Nothing of the sort happened in the Britain of the 1650s. And in this sense the shocking drama of the beheading of Charles I is a misleading guide to the true nature of the Commonwealth and Cromwell's Protectorate. For the men who ran the country were not Jacobins, much less Bolsheviks, in stove-pipe hats and fallen collars. They were clear-eyed pragmatists who were prepared to mouth the necessary shibboleths about ‘Liberty', always provided these were vague enough to avoid a commitment to anything like a systematic programme of radical change in, for example, the procedures of the law (as the Levellers had wanted). There had been a lopping all right, a lopping such as has never happened before or since. The king, court, house of peers and bishops had all gone. But this still left a lot of England undisturbed – the England that most of the bigwigs who now ran it, like Henry Marten and Arthur Haselrig, had grown up with, and were partial to and, for all the sound and fury of 1649, had never dreamed of doing away with in the name of some imagined new Jerusalem. Their Zion was still comfortably seated, thank you very much, in the magistrate's chair, in the county hunts and in city counting houses,
and in the 1650s it was doing very nicely. So it was possible for unrepentant royalists like John Evelyn (again in startling contrast to the fate of émigrés in the French Revolution) to travel back and forth between London and the Stuart court in Paris, armed with a passport issued to him personally by John Bradshaw, the judge who had presided over the court which had tried the king and who had sentenced him to death! In that same year, 1649, Evelyn bought himself another country estate, and in February 1652 he came back for good, in effect taking the Leviathan option offered by another of the returnees, his friend Hobbes, ‘no more intending to go out of England, but endeavor a settled life, either in this place [Deptford], or some other, there being now so little appearance of any change for the better, all being intirely in the rebells hands'.

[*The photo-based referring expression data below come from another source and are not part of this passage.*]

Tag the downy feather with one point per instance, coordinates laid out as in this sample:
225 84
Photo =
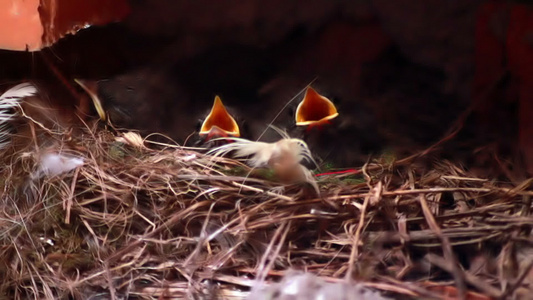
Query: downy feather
8 102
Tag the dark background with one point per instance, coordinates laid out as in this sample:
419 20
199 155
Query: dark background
402 73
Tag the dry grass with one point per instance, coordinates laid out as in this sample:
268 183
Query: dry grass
164 222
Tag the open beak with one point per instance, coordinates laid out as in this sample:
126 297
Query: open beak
315 109
90 89
219 122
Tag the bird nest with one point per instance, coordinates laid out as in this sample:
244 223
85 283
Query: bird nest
142 220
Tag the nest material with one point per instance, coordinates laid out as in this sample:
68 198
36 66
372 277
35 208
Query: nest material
169 222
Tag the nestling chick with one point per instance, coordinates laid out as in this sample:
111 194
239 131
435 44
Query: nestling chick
284 157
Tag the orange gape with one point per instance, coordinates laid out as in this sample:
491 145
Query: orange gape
219 123
315 110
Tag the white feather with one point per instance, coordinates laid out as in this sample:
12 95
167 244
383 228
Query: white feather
53 164
283 156
8 101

But no prospect, either, for Evelyn of some nightmarish descent into revolutionary terror. In fact he saw, at first hand, an impressive demonstration of the republic's commitment to upholding the traditional regime of law and order after he had been relieved by a pair of robbers at knife point, while riding through Bromley forest, of two rings (one emerald, one onyx) and a pair of buckles ‘set with rubies and diamonds'. The mere fact that Evelyn wore all this glittering hardware at all while out for a ride scarcely suggests he thought of the Commonwealth to which he had returned as an inferno of social chaos and disorder. And he was right. After two hours tied up against an oak ‘tormented with the flies, the ants, the sunn', he managed to get loose, find his horse and ride to ‘Colonel Blount's, a greate justiciarie of the times, who sent out a hugh & crie immediately'. In London Evelyn had notices of the mugging printed and distributed, and within a mere two days knew exactly what had become of his valuables, which were duly restored to him. A month later he was summoned to appear at the trial of one of the thieves, but not being ‘willing to hang the fellow . . . I did not appeare'. For the swift return of his jewellery and the exemplary apprehension of the malefactors Evelyn was ‘eternaly obliged to give thanks to God my Savior'. But he might also have given some credit to the smooth operation of the law in regicide England. For the next eight years of the interregnum he spent his days much as he would had there been a king on the throne, the significant exception being the difficulty of finding acceptable sermons to hear and the prohibition on celebrating Christmas, which upset him greatly (especially when one clandestine service was raided). But he went about his business, attending to his own estates and advising acquaintances and learned colleagues and gentry on the landscaping and arboriculture of their properties.